Столько ягод еловых мы тогда переели. У нас под окном росли сосны да ёлки. От сосны шишки, а ёлки весной стояли все в красных ягодах. Они сладкие как земляника, сочные, вкусные. Мы с кружками бегали, с корзиночками – собирали. Пистики, пиканы, всё это мы ели. В траве-то тогда было витаминов больше, чем нынче в мясе.
В ночь с 8 на 9 мая 1945 года я ушла ночевать к подружке. Вечером попили чай, легли, а утром радио заиграло, мы подскочили – опаздываем! В колхозе строго было, наказывали за опоздания. Так торопимся, что лапти перепутали, еле обулись и рванули на конный двор. Ой, вспоминаю, и прямо сейчас слезы на глазах… Прибегаем, а бригадир — пожилой мужчина (все молодые на фронте), говорит: девки, война же закончилась! Всё, сегодня не будете в колхозе работать, отдыхать идите! А там качели были поставлены к Пасхе (Пасху в 1945 году отмечали 6 мая — ред.). И мы все в лаптях этих бегом на качели, так веселились, так радовались!
Ещё один день никогда не забуду — 8 июня 1948 года. Это был первый день моей работы в типографии газеты «Колхозный труд» (теперь — «Искра Прикамья»).
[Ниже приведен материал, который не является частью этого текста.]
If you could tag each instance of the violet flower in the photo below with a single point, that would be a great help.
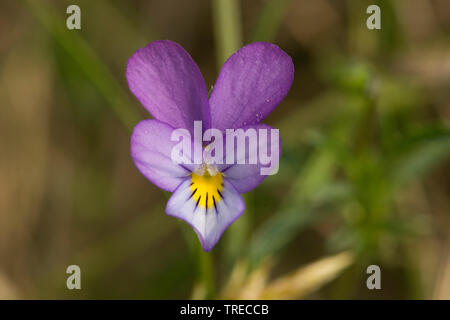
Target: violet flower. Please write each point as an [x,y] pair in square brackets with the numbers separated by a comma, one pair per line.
[168,83]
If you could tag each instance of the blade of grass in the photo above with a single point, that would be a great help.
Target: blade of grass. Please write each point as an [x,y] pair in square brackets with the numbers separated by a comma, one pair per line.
[227,28]
[270,20]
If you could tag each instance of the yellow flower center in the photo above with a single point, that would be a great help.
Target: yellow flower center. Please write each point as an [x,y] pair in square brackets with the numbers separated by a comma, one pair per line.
[206,187]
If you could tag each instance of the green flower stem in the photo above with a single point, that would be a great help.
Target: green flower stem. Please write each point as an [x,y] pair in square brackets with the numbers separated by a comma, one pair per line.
[227,28]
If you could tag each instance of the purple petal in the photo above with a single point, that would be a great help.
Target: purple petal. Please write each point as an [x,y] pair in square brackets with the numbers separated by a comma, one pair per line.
[151,149]
[246,177]
[252,82]
[208,223]
[169,84]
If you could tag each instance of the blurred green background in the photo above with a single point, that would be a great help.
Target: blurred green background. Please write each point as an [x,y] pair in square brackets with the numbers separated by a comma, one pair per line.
[364,174]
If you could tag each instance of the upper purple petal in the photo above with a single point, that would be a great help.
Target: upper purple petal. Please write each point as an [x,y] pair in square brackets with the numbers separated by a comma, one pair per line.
[251,83]
[151,149]
[169,84]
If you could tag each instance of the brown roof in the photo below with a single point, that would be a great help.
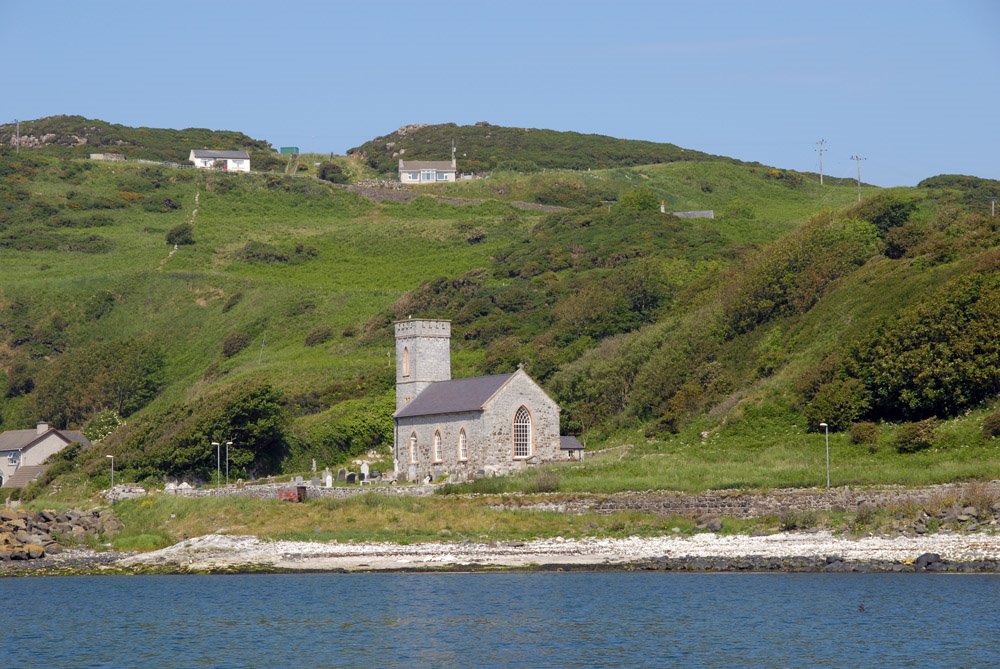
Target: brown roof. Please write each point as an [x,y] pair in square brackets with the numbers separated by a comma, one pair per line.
[19,440]
[457,396]
[444,165]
Постучалась ко мне женщина из типографии — Кустова Любовь Ивановна: «Рая, пойдешь к нам вертельщицей работать?». Конечно, я согласилась, и на следующий день ранним утром уже прибежала в редакцию, на Набережной (теперь улица Кудрявцева — ред.)
Вертельщики крутили колесо у печатной машины. Когда крутишь — талер ходит, печатники кладут бумагу. Подходит ко мне Луша Сальникова, спрашивает: «Если будешь работать, начну тебя учить. А то много вас приходит, да сбегают все!». Начала я работать. Тяжело, руками крутили, надо руку менять. На стене часики висят, я по ним пять минут отмечала и меняла руку. Хорошо, что руки у меня натренированные были на колхозной работе. Очень я старалась свою учительницу Лушу уноровить, чтоб хоть немного денежек заработать. Научилась постепенно. Стала в свободное время в наборный цех приходить, изучала кассы со шрифтами. А потом Луша уехала, и я осталась за печатника.
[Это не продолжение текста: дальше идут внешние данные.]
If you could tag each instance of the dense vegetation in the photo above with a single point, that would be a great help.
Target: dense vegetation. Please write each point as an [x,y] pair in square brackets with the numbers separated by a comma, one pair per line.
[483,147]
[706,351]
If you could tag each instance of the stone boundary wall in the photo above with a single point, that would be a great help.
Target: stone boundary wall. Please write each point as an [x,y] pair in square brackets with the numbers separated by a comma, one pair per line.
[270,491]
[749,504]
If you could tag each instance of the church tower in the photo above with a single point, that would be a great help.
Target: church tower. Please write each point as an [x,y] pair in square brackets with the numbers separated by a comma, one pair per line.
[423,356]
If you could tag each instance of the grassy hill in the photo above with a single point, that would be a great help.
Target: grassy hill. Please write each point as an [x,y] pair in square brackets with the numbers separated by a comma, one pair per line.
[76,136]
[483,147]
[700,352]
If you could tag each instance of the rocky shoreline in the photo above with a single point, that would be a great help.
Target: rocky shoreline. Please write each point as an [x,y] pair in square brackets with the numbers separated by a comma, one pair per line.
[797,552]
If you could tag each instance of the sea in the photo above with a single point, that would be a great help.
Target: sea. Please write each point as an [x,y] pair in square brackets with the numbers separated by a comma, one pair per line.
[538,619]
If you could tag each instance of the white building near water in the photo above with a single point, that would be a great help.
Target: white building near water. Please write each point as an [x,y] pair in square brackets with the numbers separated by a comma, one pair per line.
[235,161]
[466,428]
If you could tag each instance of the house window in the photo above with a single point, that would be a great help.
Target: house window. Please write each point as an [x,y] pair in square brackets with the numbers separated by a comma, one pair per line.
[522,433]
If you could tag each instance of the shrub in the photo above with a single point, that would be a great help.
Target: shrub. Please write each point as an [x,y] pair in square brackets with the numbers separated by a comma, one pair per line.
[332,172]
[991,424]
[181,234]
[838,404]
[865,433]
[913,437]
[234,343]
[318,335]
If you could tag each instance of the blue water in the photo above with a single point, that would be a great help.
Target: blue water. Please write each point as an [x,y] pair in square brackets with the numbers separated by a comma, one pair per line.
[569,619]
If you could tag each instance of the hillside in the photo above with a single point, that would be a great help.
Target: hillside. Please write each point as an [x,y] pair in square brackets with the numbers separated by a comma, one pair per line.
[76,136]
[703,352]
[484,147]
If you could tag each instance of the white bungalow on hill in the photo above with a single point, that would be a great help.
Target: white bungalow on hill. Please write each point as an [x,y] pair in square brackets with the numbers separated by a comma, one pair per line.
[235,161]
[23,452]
Я думала, получу зарплату, куплю килограмм пряников и наемся ими досыта. И что вы думаете, мне дали 25 рублей одной бумажкой, и тут как раз массовое гулянье в Елово. Я эту денежку взяла и пошла. Подходила к нескольким киоскам, посмотрю на пряники, потом на купюру красивую в 25 рублей, и так мне жаль её разменивать! В общем, так и не купила я пряников. А на что потом эти деньги потратила уже и не помню.
Работы в типографии и редакции было много. Надо ведь не просто набрать текст (а набирали буквы вверх ногами, к этому еще надо приспособиться!) да еще и вычитать, ошибки все поправить. Как-то раз девчонки утром идут на работу, а я еще и домой не уходила. Но газету выпускали всегда вовремя, не задерживали. Было тогда очень строго, если что, сразу в райком, на бюро.
Один раз серьёзная ошибка была в газете. Прошло такое, что вроде в фамилии Сталина опечатку сделали. Так потом всю газету собирали по деревням и уничтожали, другую печатали. После этого на бюро разбирались, чья ошибка, и кто это сделал. Времена были такие, что за подобное можно было сильно поплатиться.